Giovanni XXIII è ricordato con affetto dalla comunità ebraica della Capitale, la più antica della “Diaspora”, così antica da godere di una proprio particolare tradizione liturgica ben anteriore alla distruzione del “Tempio” nel 70 d.C. a causa di un episodio particolare: quando passando in automobile davanti alla sinagoga, sul lungotevere, si fermò, e salutò e parlò con le persone che stavano uscendo dal tempio.
Di Roncalli si ricorda il ruolo, quando era nunzio a Istanbul, per ottenere visti, e falsi certificati di battesimo per gli ebrei che provenivano dai Balcani e fare in modo che potessero raggiungere la Turchia prima e poi la Palestina, allora sotto controllo britannico. Da Papa fece cancellare la frase “perfidi giudei” dalle preghiere del Venerdì Santo. “Durante la guerra l’arcivescovo Angelo Roncalli è stato importantissimo nel salvare la vita di un grande numero di ebrei bulgari, ungheresi e di altre nazionalità” ha dichiarato Menachem Rosensaft professore alla Columbia e Cornell University, e figlio di due sopravvissuti all’Olocausto.
E soprattutto nel mondo ebraico gli si attribuisce il merito di aver lanciato il Concilio Vaticano II che produsse la “Nostra aetate”, quello che la stampa israeliana definisce oggi “una pietra miliare” per aver ripudiato “il concetto antico di duemila anni della responsabilità collettiva per la morte di Gesù”. “Nostra Aetate ha introdotto cambiamenti sorprendenti nelle relazione ebraico-cattoliche nel mondo – la citazione è del rabbino David Rosen, direttore internazionale del Comitato ebraico americano per gli affari inter-religiosi – anche se il grado di approfondimento dipendeva dal fatto se i cattolici e gli ebrei vivevano o no fianco a fianco”.
Giovanni Paolo II – ricorda la stampa di Israele – è stato il primo papa, dall’evo antico, a mettere piede in un sinagoga, il Tempio maggiore di Roma. Accadde nel 1986, e in quell’occasione definì gli ebrei “i nostri amati fratelli maggiori”. Wojtyla, cresciuto in Polonia con amici ebrei, fu il Papa che stabilì rapporti diplomatici fra la Santa Sede e lo Stato di Israele. E nella sua visita a Gerusalemme si recò al “Muro Occidentale”, il cosiddetto “Muro del Pianto”, e infilò fra le pietre – un gesto comune per i fedeli ebrei – un foglietto di carta, in cui si diceva “profondamente rattristato dal comportamento di quanti nel corso della storia hanno provocato sofferenze ai vostri figli”. “È un gesto che non sarà mai dimenticato” ha detto il rabbino Abarham Cooper, del Centro Simon Wiesenthal. Fra l’altro Wojtyla nel suo testamento ha ricordato l’ex rabbino capo di Roma, Elio Toaff.
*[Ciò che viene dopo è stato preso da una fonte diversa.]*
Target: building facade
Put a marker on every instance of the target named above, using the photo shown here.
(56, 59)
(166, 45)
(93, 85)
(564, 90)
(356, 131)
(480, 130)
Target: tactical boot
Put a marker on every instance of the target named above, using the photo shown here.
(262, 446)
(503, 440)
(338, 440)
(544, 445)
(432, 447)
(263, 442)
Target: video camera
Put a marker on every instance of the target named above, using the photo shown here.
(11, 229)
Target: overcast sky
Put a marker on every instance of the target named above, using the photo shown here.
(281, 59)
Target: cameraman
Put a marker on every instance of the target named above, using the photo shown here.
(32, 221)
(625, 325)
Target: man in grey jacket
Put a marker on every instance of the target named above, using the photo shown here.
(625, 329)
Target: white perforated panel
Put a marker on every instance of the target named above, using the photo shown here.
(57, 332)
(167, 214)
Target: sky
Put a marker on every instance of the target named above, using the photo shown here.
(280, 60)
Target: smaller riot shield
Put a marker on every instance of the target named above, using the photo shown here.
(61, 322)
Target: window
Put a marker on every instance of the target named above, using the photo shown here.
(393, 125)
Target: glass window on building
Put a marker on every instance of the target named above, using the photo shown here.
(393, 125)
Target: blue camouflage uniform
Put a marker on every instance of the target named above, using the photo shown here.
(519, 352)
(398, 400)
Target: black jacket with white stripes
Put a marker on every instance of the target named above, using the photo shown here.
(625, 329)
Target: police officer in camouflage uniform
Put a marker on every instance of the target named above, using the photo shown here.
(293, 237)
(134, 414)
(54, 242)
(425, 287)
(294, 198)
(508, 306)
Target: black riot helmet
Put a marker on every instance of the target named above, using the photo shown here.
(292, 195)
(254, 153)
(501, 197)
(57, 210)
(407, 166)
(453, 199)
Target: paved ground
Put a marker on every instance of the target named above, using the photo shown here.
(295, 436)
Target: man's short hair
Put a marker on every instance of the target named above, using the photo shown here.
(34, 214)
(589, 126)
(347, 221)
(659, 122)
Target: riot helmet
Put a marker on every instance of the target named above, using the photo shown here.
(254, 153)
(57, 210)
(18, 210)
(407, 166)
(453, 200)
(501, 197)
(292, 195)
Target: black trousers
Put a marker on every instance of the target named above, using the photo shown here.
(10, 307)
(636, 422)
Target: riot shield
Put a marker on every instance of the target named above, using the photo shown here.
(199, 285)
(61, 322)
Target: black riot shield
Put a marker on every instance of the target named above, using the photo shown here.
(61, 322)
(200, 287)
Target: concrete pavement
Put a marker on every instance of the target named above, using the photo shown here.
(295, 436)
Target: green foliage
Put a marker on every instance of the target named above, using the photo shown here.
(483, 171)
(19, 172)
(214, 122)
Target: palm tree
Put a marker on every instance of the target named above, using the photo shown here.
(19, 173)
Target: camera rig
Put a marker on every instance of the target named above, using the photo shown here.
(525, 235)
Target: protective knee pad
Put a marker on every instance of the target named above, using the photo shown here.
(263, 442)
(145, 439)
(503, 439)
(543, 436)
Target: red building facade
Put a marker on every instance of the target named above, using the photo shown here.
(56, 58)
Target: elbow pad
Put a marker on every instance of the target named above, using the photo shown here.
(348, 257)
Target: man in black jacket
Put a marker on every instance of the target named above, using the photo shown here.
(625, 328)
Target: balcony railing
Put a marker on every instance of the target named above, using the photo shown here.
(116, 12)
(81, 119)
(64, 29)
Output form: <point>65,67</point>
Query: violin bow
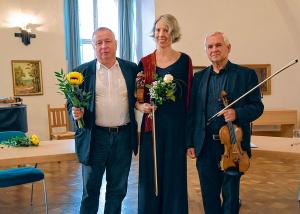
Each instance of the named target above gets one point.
<point>252,89</point>
<point>154,150</point>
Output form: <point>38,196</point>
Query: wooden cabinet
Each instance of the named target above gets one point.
<point>275,122</point>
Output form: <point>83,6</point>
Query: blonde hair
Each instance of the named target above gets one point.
<point>173,26</point>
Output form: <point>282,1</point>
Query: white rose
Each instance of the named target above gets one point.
<point>168,78</point>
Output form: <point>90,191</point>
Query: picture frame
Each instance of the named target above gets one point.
<point>263,71</point>
<point>27,77</point>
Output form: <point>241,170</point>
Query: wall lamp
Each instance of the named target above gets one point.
<point>25,35</point>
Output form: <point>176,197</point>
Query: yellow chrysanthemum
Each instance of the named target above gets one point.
<point>75,78</point>
<point>35,140</point>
Anche papa Francesco ha rapporti di amicizia consolidati con il popolo ebraico. Fra l’altro è coautore di un libro con il rabbino argentino di Buenos Aires Abraham Skorka. “Sta solidificando il lascito spirituale e umano dei suoi due predecessori – ha detto Rosensaft – canonizzando non solo Giovanni XXIII e Giovanni Paolo II, ma, e questo è forse più importante, i valori che incarnavano”.